Шепотом выругавшись, Барабаш вскинул автомат и, водя стволом перед собой, как десантник, приземлившийся в самой гуще врагов, расстрелял все оставшиеся в магазине патроны одной бесконечно длинной очередью. Отскочившая гильза обожгла мне руку, и как в этот момент — не знаю, случайно или нет — Больжи остановился.

— Чего палишь? Уже словами сказал.

— А если все было так, как я говорю? — спросил Барабаш. — Тогда что?

— Не было так, — покачал головой Больжи.

— Ну а если было?

— Тогда будешь думать, что Жоргал дурак неграмотный. Зря бурхан порвал. Все зря делал!

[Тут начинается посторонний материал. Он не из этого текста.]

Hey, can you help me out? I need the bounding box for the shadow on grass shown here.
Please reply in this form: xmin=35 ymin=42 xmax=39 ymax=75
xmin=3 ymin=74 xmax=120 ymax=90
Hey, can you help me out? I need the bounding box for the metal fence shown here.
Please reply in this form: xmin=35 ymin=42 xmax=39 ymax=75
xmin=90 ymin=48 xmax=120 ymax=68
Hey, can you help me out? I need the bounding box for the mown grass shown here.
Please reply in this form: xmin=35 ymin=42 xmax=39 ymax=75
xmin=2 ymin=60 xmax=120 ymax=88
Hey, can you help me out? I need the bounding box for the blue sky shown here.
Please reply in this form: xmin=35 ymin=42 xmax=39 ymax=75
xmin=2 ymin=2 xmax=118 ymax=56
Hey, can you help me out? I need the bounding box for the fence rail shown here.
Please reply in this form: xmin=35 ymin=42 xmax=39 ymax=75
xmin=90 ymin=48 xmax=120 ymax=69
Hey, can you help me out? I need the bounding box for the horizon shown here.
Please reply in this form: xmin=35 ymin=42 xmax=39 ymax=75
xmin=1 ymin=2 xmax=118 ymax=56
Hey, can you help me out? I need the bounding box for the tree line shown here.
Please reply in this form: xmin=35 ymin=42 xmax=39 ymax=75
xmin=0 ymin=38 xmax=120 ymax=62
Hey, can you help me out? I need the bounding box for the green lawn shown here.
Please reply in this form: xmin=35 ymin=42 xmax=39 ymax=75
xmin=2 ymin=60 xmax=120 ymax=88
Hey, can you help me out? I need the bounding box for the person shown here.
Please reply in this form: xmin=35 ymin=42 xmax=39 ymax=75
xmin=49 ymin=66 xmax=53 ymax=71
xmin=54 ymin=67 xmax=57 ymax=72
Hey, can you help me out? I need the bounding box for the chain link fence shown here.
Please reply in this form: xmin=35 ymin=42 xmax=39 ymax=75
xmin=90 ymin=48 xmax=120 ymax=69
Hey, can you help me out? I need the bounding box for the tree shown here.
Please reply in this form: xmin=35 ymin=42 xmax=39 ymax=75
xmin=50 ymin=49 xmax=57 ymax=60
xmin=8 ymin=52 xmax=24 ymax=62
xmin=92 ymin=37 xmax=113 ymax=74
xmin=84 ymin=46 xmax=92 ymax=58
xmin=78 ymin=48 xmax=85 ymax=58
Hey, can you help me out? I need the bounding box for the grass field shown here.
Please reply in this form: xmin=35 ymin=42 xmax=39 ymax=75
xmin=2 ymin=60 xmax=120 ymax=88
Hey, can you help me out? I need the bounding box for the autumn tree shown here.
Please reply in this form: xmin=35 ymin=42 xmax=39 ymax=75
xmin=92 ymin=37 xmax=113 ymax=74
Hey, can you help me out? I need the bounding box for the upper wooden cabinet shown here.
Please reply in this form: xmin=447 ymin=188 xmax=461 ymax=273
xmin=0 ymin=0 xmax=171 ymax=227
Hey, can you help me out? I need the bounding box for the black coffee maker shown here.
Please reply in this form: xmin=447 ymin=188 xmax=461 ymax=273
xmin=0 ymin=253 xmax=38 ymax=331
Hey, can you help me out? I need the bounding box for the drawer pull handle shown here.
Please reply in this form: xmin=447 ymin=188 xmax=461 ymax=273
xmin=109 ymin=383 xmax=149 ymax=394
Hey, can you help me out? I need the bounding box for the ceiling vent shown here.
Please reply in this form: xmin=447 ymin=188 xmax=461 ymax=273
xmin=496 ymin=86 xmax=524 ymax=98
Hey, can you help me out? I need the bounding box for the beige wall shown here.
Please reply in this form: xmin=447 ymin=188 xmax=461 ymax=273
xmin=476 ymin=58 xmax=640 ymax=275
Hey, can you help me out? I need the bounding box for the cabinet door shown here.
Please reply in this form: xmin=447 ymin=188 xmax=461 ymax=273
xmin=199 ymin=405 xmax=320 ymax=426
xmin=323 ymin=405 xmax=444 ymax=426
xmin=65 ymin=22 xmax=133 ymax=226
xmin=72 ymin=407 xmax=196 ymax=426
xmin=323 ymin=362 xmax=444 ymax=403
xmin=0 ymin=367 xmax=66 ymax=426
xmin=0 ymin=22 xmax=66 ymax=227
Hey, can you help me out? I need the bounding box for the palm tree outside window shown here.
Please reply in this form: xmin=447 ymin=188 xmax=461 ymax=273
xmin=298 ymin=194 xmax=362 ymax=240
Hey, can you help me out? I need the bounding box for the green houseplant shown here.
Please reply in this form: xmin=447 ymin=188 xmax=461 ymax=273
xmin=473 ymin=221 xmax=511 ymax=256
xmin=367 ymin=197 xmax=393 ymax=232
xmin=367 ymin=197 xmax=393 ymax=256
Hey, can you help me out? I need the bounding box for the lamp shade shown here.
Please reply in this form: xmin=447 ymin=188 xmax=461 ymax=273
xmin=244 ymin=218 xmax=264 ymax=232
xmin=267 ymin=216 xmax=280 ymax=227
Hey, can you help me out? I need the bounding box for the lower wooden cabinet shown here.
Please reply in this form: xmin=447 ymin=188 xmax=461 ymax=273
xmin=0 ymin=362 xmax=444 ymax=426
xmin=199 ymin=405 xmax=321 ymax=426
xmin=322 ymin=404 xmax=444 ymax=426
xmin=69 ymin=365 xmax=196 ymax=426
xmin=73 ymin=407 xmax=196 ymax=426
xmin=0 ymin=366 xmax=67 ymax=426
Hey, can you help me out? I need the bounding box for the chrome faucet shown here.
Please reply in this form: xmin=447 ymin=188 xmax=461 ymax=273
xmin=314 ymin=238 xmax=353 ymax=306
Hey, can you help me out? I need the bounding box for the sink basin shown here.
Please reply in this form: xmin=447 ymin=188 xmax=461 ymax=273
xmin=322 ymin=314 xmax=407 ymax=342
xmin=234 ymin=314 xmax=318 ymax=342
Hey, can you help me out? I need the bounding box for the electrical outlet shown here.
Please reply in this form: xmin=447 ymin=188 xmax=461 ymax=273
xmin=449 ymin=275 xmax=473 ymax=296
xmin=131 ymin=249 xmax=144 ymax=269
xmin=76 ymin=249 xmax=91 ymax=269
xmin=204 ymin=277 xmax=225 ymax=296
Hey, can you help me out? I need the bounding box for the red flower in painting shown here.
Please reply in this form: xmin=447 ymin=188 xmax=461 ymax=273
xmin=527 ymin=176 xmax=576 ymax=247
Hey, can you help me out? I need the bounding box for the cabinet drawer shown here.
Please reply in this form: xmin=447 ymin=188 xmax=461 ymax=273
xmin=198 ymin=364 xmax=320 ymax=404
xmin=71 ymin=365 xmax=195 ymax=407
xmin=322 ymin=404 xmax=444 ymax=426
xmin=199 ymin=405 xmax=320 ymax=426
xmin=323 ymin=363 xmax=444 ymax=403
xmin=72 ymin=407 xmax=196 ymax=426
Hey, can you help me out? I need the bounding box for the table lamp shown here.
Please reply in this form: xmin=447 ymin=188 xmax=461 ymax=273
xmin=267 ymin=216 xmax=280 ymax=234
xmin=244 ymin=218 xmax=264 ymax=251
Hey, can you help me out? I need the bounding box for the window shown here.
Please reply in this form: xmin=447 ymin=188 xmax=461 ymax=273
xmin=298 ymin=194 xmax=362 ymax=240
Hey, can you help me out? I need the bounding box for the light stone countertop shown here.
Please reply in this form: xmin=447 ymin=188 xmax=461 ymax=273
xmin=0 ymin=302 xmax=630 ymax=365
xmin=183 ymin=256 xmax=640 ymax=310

— Нет, — серьезно произнес Барабаш. — Этого я думать не буду.

— А что будешь?

— Лихой он парень, этот Жоргал. Вот что буду думать… Я бы лично дал ему орден. Он свое дело сделал.

Барабаш сказал то, что должен был сказать я. Сказав, закинул на плечо автомат и зашагал к дороге. Он тоже сделал свое дело, сомнения его не мучили. Теперь уходил Барабаш, а мы с Больжи смотрели ему вслед. Он шел через поле своей пружинистой прыгающей походкой, раскачиваясь всем корпусом, как разминающийся атлет — однажды мы встретились в городе, Барабаш был в штатском, и эта походка показалась мне смешной — а я стоял на месте, не зная, то ли его догонять, то ли идти к Больжи, который улыбался, но сам ко мне не спешил.